Люцидум интерваллум продолжался, как и полагается, считанное время. На даче Ермилова висела железная табличка с надписью: «Осторожно: злая собака». Кто-то приписал на ней гвоздем: «и беспринципная». Пришлось табличку срочно отрывать.
Но на том перестройка и кончилась. Сталинские методы фальсификации общественной мысли, вошедшие в плоть и кровь, снова высыпали наружу, как сыпь при скарлатине.
В те дни обсуждался, скажем, чудовищно плохой роман Федора Панферова «Волга-матушка река». «Литературная газета» опубликовала обзор писем читателей. Было процитировано 13 положительных отзывов и чуть поменьше — отрицательных. Словом, книга как книга. Никакого скандала!
Каков же был конфуз, когда выяснилось, что редакция получила более тысячи негодующих писем и только… 13, одобряющих роман. Негодование читателей скрыли, а 13 положительных увидели свет как «мнение народа». Но все скрыть было уже невозможно.
Люди стали во весь голос критиковать антилитературу и, прежде всего, Бабаевского с его «Кавалером Золотой Звезды». Фальшь таких книг стала вопиющей после сентябрьского пленума ЦК партии 1953 года, когда выяснилось, что коров ныне в СССР меньше, чем при Николае II.

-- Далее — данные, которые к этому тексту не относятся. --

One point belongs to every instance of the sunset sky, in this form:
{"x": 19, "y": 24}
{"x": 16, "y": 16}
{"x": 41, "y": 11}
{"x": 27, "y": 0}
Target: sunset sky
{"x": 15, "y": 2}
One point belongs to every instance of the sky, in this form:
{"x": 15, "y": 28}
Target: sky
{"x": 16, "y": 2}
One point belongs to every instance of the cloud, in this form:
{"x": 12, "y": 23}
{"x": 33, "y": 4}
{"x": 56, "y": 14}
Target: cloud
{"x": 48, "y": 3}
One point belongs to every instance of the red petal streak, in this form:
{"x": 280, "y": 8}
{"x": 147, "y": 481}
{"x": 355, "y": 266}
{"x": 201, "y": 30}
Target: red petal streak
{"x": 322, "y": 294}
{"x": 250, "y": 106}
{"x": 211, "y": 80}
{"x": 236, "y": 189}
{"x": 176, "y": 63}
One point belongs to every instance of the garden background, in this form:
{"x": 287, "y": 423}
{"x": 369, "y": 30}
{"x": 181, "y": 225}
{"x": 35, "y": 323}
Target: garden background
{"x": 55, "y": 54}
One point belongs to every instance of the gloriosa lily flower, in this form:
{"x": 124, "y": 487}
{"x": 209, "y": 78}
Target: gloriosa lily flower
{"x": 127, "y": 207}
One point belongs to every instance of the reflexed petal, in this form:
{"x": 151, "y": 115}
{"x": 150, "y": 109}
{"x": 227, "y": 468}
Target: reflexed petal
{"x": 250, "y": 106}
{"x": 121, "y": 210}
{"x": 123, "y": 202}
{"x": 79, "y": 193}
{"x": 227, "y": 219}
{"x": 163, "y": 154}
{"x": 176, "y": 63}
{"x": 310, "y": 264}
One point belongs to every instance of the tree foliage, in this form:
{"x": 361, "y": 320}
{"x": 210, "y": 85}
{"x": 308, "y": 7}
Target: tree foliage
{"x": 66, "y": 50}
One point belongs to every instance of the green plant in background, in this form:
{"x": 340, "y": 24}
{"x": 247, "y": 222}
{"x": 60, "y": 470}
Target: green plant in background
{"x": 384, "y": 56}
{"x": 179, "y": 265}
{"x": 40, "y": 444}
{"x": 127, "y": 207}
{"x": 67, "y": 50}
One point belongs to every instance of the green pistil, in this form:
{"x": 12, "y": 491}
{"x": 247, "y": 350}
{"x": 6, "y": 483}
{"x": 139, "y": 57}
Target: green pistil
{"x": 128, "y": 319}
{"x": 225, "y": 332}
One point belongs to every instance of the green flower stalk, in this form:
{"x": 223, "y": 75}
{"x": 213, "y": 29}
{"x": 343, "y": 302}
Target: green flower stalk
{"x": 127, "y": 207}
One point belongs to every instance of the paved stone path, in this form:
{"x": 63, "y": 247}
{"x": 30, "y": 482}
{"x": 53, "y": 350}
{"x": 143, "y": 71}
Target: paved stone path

Подобные открытия — позднее все более редкие — привели не только к краху «деревенской» антилитературы, трубившей о полном изобилии в годину голода, но и к трагедии таких даровитых писателей, как Сергей Антонов. Его бесспорно талантливые рассказы о деревне, частушечно-фольклорной, напоенной запахами трав, написаны скорее глазами дачника, отпускника. Они не претендовали на обобщения. Но все равно талантливый писатель не мог простить себе того, что в годы разора и голода он отделывался «частушечными рассказами», и надолго замолчал…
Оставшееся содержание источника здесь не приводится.